The Best Gratitude Practices
Discussing key elements of highly effective gratitude practices, including the need for story (narrative), receiving or perceiving gratitude rather than giving it, & the role of theory of mind in. Explaining neural circuit mechanisms that underlie the reductions in fear & increases in motivation & lowering of inflammatory chemicals that gratitude can trigger.

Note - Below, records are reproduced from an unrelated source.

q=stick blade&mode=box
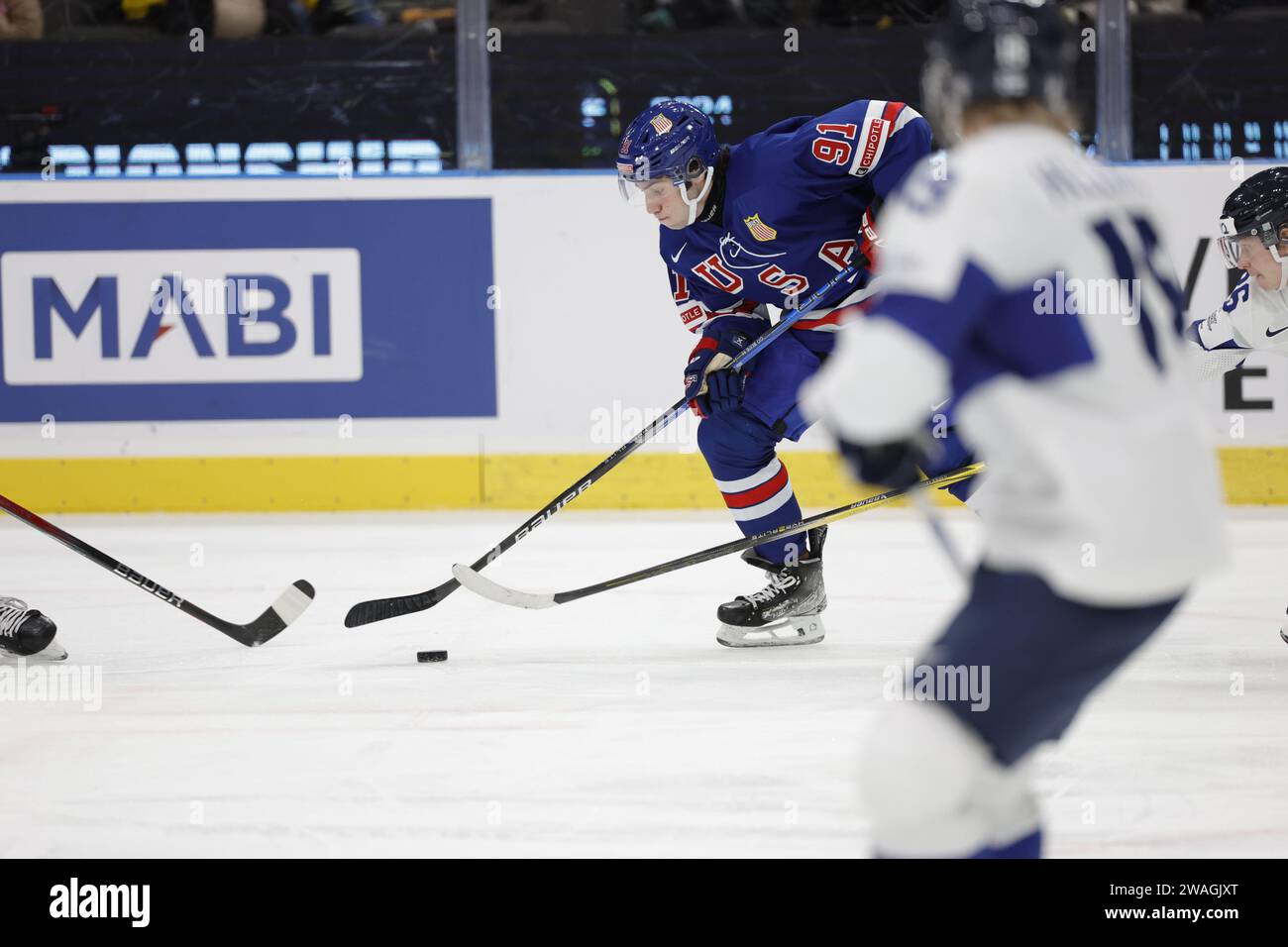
[236,579,317,648]
[344,588,441,627]
[452,563,559,608]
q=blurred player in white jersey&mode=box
[1186,167,1288,377]
[802,0,1224,858]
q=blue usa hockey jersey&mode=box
[661,99,930,348]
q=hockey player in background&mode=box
[0,595,67,661]
[1186,167,1288,377]
[617,99,963,647]
[802,0,1224,857]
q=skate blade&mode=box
[0,642,68,665]
[716,614,824,648]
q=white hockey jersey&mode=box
[1189,273,1288,378]
[802,125,1224,607]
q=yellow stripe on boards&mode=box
[0,447,1288,513]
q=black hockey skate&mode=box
[716,526,827,648]
[0,595,67,661]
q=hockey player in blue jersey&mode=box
[802,0,1224,858]
[617,99,930,647]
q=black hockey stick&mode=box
[0,496,316,648]
[452,464,984,608]
[344,265,858,627]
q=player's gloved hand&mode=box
[684,316,768,417]
[836,437,927,489]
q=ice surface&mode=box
[0,510,1288,857]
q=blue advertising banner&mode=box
[0,198,496,421]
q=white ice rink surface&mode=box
[0,510,1288,857]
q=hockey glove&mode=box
[836,437,927,489]
[684,316,769,417]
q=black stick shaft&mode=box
[0,494,305,647]
[554,464,984,604]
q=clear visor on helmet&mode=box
[617,159,705,207]
[1219,218,1279,269]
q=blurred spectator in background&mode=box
[0,0,46,40]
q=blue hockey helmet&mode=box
[617,99,720,224]
[921,0,1076,136]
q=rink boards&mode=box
[0,164,1288,511]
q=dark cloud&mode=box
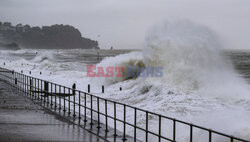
[0,0,250,48]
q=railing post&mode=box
[72,83,76,117]
[134,108,137,142]
[78,91,81,119]
[54,84,57,109]
[50,83,53,108]
[68,88,70,114]
[30,78,33,99]
[97,97,101,129]
[88,84,90,93]
[114,102,117,137]
[63,86,66,112]
[173,119,176,141]
[59,85,62,110]
[44,81,49,97]
[190,124,193,142]
[84,93,87,122]
[90,95,93,125]
[105,100,108,132]
[146,111,148,142]
[33,78,36,99]
[122,104,127,141]
[15,78,17,85]
[159,115,161,142]
[209,130,212,142]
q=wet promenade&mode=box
[0,80,104,142]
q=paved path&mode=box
[0,80,104,142]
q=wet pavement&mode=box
[0,80,105,142]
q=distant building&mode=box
[3,22,11,27]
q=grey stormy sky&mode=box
[0,0,250,49]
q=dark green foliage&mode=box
[0,23,99,49]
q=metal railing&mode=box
[0,68,249,142]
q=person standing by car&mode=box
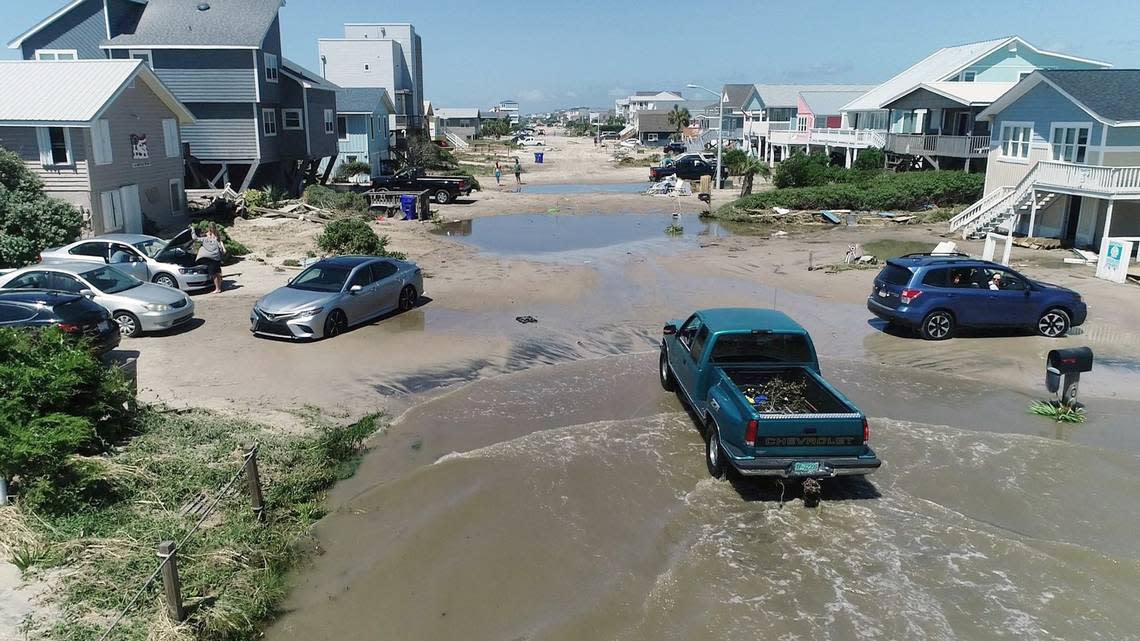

The benefits of practicing gratitude may as well be endless. People who practice consistently (let's say for examples sake, daily) experience the full spectrum of increased wellness, which includes more positive emotions, better quality of sleep & stronger immune systems. Reflecting on the things you appreciate means you are changing the lens through which you filter your information. If your lens is a little more "build me up buttercup" than it is "drag me down Donald", naturally you're going to notice a shift in perspective.
Where you stand is what determines your view.